Google Co-releases SayCan Model for Bots to Give Sensible Answers
- Sep 26, 2022
YOU can try an AI chatbot as GOOD as LaMDA - Google's "sentient" AI
What makes LLMs so good is the sheer volume of information that these models draw from the large corpus of text extracted by the web during training.
Given the power of LLM understanding, does this mean that a robot can communicate with humans just as well and perform tasks just as well if it performs a variety of language-based processing tasks directly?
The answer is no, because LLM is not based on the physical world, and it does not work without observing and influencing its physical surroundings. This means that some of the answers given by the LLM are sometimes incompatible and impractical with the surrounding environment.
Figure | Different feedback given by different large language models
and the new SayCan model (right) when the user makes the same request (source: arXiv)
For example, in the example shown above, a human gives a kitchen robot, which can only perform basic operations such as "pick up a kitchen utensil" and "move to a location", the question "I spilled my drink, can you help? "
After this request, three well-known large language models gave answers that did not fit the scenario: GPT3 responded with "You need a vacuum cleaner" and LaMDA responded with "Can I help you find a vacuum cleaner?" FLAN replied, "Sorry, I didn't mean to spill my drink".
As you can see, the LLM was unable to provide the most appropriate response directly to the bot because the response was not contextualized in the surrounding environment.
In order to make language systems such as robots more in tune with their physical surroundings and thus more effective in helping humans, Google Robotics, in conjunction with Everyday Robotics, has developed a new language processing model, called SayCan.
This model is trained to not only learn how to understand language commands well and give answers but also to evaluate the likelihood that each answer will actually happen in the current physical environment so that the robot can "do what it says".
Recently, a paper entitled "Do As I Can, Not As I Say: Grounding Language in Robotic Affordances" was published on the arXiv.
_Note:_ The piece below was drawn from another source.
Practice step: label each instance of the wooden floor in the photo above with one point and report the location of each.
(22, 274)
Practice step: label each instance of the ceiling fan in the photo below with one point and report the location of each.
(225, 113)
In brief, the SayCan model extracts results from a large language model in a physical environment-based task, and it consists of two main components.
First, a large language model in the Say section performs the task of understanding the meaning of the language and providing appropriate answers to help solve the problem.
Then, the Can part evaluates the answers, i.e., the "available functions", to determine what behavior is feasible to perform at this time in the context of the physical environment.
Here, researchers use Reinforced learning (RL) to learn and train linguistically conditioned value functions that determine the feasibility of behavior in the current environment.
Specifically, the SayCan model abstracts the problem as follows: the system first receives a natural language instruction from the user, which also gives the task to be performed by the robot, and which can be long, abstract, or even ambiguous.
The system also predetermines a set of skills Π that the robot has, where each skill π ∈ Π is a decomposed short task, such as picking up a particular object. Each skill has its own short linguistic description lπ, e.g., "find a knife and fork", and its own availability function p(cπ |s, lπ ), which represents the probability of successfully achieving the skill described as lπ from state s.
In layman's terms, the availability function p(cπ |s, lπ) is the probability of successful completion of the skill π with a description labeled lπ in state s, where cπ is a Bernoulli random variable. In RL, p(cπ |s, lπ) is also the value function of the skill, such that the reward is set to 1 if it can be successfully completed and 0 otherwise.
The algorithm and idea of the SayCan model to solve the problem are shown below.
Figure | Algorithm of SayCan model (Source: arXiv)
To validate the SayCan model performance, the researchers proposed two main metrics for evaluation. The first metric is the planning success rate, which measures whether the answers given by the model match the instructions; the feasibility of the skill in the current environment is not considered here.
The second metric is the execution success rate, which measures whether the system is actually able to successfully execute and complete the tasks required by the instructions.
Figure｜Evaluation results (Source: arXiv)
The researchers had the model perform 101 tasks and showed that in the simulated kitchen task, the SayCan model had an 84 percent planning success rate and a 74 percent execution success rate. In the evaluation conducted in a real kitchen environment, SayCan's planning success rate decreased by 3 percent and the execution success rate decreased by 14 percent compared to the simulated kitchen.
Figure｜SayCan Example of performing other tasks (Source: arXiv)
Returning to the example mentioned above, when faced with the user's command "I spilled my drink, can you help?" Unlike other LLM models, SayCan responds by "1. finding a rag, 2. picking up the rag, 3. bringing it to the user, and 4. finishing". This allows the robot to help the user better than other models.